You could have a parameter for each possible flag column, then check if the parameter is null or the value in the column is equal to the parameter. Then you pass in a 1 for the flags that you want to check and leave the others null.

select id, name, description, ...
from myTable
where (@fooFlag is null or fooFlag = @fooFlag) AND
      (@barFlag is null or barFlag = @barFlag) AND
      ...

Honestly, though, this seems like an ideal candidate for building a dynamic LINQ query and skipping the SPROC once you get to SQL2008.

tvanfosson
This is what I would do if performance were not a major concern (i.e. the flag columns are not indexed).
Aaronaught
No, I'd really like to avoid multiple params -- more maintenance if when I expand to more flags. With a single param, the maintenance is restricted to the SP; if I add params, I have to change the structure of calling code, too, rather than just pass new values in an existing param. Thanks, tho!
Val
Oh, yeah -- forgot to mention, tho I'm moving the DB to SQL2008, my app is ASP Classic, and I'm not going to have a chance to move this part of the app to .NET anytime soon. So LINQ is out...
Val
+2  A: 

What I would do is CASE some variables at the beginning. Example:

DECLARE
    @fooFlag int,
    @barFlag int,
    @bazFlag int,
    @quuxFlag int

SET @fooFlag = CASE WHEN @flag = 'foo' THEN 1 ELSE NULL END
SET @barFlag = CASE WHEN @flag = 'bar' THEN 1 ELSE NULL END
SET @bazFlag = CASE WHEN @flag = 'baz' THEN 1 ELSE NULL END
SET @quuxFlag = CASE WHEN @flag = 'quux' THEN 1 ELSE NULL END

SELECT ID, name, description, ...
FROM myTable
WHERE (fooFlag >= ISNULL(@fooFlag, 0) AND fooFlag <= ISNULL(@fooFlag, 1))
AND (barFlag >= ISNULL(@barFlag, 0) AND barFlag <= ISNULL(@barFlag, 1))
AND (bazFlag >= ISNULL(@bazFlag, 0) AND bazFlag <= ISNULL(@bazFlag, 1))
AND (quuxFlag >= ISNULL(@quuxFlag, 0) AND quuxFlag <= ISNULL(@quuxFlag, 1))
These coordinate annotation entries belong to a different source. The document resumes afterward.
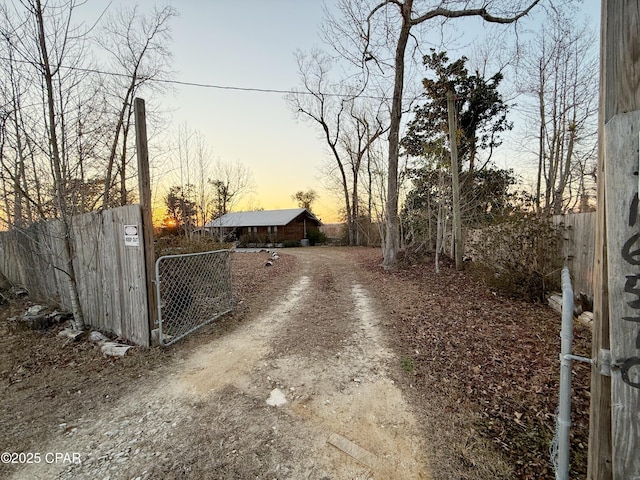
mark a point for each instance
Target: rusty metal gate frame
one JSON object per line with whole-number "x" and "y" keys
{"x": 192, "y": 290}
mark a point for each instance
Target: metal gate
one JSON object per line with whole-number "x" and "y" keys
{"x": 193, "y": 290}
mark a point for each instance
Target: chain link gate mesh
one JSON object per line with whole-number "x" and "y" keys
{"x": 193, "y": 290}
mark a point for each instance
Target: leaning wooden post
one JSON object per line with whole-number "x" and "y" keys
{"x": 617, "y": 265}
{"x": 144, "y": 187}
{"x": 455, "y": 182}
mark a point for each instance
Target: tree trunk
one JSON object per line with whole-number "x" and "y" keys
{"x": 78, "y": 319}
{"x": 392, "y": 241}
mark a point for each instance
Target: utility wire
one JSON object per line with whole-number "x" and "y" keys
{"x": 207, "y": 85}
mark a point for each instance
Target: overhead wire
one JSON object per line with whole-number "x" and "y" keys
{"x": 209, "y": 85}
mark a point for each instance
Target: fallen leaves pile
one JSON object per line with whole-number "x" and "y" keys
{"x": 497, "y": 357}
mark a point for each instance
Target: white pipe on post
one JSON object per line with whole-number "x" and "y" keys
{"x": 564, "y": 409}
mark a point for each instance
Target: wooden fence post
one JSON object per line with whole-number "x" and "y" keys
{"x": 144, "y": 187}
{"x": 616, "y": 269}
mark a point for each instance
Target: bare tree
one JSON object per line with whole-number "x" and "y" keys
{"x": 348, "y": 128}
{"x": 231, "y": 183}
{"x": 137, "y": 46}
{"x": 561, "y": 75}
{"x": 368, "y": 28}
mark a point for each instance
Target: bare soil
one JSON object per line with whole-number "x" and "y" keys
{"x": 328, "y": 368}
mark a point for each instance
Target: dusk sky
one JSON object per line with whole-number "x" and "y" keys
{"x": 251, "y": 44}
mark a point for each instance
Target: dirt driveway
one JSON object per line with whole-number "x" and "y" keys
{"x": 300, "y": 391}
The good thing about this query is that, because the possible values for "flags" are bounded, you can calculate all your conditionals as prerequisites instead of wrapping columns in them. This guarantees a high-performance index seek on whichever columns are indexed, and doesn't require writing any dynamic SQL. And it's better than writing 4 separate queries for obvious reasons.

Aaronaught
This doesnt guarantee a high-performance index seek as it will re-evaluate barFlag >= ISNULL(@barFlag, 0) each time.
Russell
@barFlag is just a scalar variable, not a table column. It's sargable - you could expand the entire expression into 8 separate constant flags. Try it and see.
Aaronaught
Apologies, Aaron, I was using the query with the IS NULL OR .. expressions :) Evaluating numeric expressions doesnt appear to do that. Sorry
Russell
No, it doesn't. Nothing is getting re-evaluated, the `ISNULL` is evaluated once at the beginning of the query.
Aaronaught
@Russel, no worries, this stuff confused me too for a very long time!